I liked the Hollywood movie posters in the visitor centre restaurant, too. For me, Robin Hood has always been a star of the screen. I’m not sure I’ve read many books on the legend – not since my Ladybird book when I was a very small boy, anyway. I mean, what is there to say? What could you possibly put in a novel about Robin Hood that hasn’t been said a hundred times before?

Which brings me to Shadow of the Wolf, by Tim Hall.

I was lucky enough to get an advance proof when David Fickling Books, the publisher, was giving away copies on Twitter. When you’re given an opportunity to read a book before everyone else, you don’t just stick it on your shelf to wait its turn, so I started reading as soon as it arrived in the post.

And I was underwhelmed. It wasn’t that it was bad. Tim Hall has some stylistic quirks that I’m not keen on (for example, every once in a while he’ll drop into present tense for a few paragraphs, and while I can see he’s doing it for effect, I really don’t like it) but the story just wasn’t gripping me. The names were familiar – Robin Loxley and Marian – but the book begins with Robin and Marian as little children. The story is well enough told, but it’s Robin Hood – we’ve seen it all before. We’ve got hints of the supernatural, but that was popularised in the mythos by Robin of Sherwood back in the 1980s, which inextricably tied the myths of Herne the Hunter and Robin Hood. There’s a boot-camp section, where young Robin joins up with a band of trainee knights, forming friendships and earning rivalries. It’s nothing new.

I was enjoying the book. But for the first two hundred pages, my internal rating was hovering around the 3/5 mark. B-minus. Shows promise.

And then.

Just before the half-way point of the book, two hundred or so pages in, it all changes. Robin fails, and falls, and is defeated utterly. He’s destroyed. Ruined. Crippled.

And that just makes him more dangerous.

Robin of Sherwood hinted at a supernatural element to the legend. Shadow of the Wolf takes this premise and kicks it into orbit. Robin’s journey deeper and deeper into the forest, where gods walk as men, as women, and as beasts, tears apart his humanity, and leaves him more of an elemental than a man. A combination of Zatoichi and Swamp Thing.

It’s only Marian that connects him to the world of humanity, and only Marian that can hold him back from becoming a savage demon of the forest. Not that Marian is a shrinking violet, either – Tim Hall’s vision of Marian isn’t someone you’d ever want to cross.
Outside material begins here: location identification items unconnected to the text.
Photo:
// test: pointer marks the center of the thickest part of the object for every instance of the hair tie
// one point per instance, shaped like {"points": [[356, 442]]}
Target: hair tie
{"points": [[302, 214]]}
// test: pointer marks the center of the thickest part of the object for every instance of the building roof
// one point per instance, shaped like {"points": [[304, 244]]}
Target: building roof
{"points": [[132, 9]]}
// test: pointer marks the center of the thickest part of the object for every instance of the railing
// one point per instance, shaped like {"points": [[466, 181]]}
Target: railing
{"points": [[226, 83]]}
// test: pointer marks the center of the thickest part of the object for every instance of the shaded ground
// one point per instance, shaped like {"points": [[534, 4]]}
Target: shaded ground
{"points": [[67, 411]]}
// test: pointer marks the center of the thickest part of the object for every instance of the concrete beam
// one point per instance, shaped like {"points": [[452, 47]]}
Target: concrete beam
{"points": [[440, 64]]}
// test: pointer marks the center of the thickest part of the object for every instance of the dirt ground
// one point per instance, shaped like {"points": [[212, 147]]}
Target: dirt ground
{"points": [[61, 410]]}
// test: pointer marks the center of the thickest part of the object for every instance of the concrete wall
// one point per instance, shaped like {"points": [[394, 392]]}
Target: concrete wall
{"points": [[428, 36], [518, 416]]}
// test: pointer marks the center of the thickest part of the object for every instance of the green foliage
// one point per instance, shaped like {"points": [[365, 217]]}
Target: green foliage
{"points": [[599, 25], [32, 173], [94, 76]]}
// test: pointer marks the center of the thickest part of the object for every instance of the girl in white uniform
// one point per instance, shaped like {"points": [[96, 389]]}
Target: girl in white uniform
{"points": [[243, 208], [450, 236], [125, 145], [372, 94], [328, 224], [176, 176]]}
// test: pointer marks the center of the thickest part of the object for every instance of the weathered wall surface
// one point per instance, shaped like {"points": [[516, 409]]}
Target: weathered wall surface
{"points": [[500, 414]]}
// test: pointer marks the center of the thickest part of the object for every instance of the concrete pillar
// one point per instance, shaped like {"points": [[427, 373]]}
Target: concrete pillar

Not if you wanted to live.

Shadow of the Wolf resembles a superhero origin story more than it resembles Errol Flynn clad in Lincoln green, slapping his thigh and laughing heartily. It’s dark, and it’s violent, and it displays enormous humanity by throwing Robin’s nature into sharp relief against the darks shadows of inhumanity that surge within him.

Towards the end, we’re guided back towards more familiar territory, although the band of forest outlaws that include Will Scarlett and Much could never be called “merry men”, but the path we’ve taken to get to that point, the path through the darkest part of the forest, makes it feel like we’ve earned it.

Shadow of the Wolf is the first in a trilogy. If the next two books can keep up the momentum that begins after the first 200 pages, it has the potential to be something very special indeed.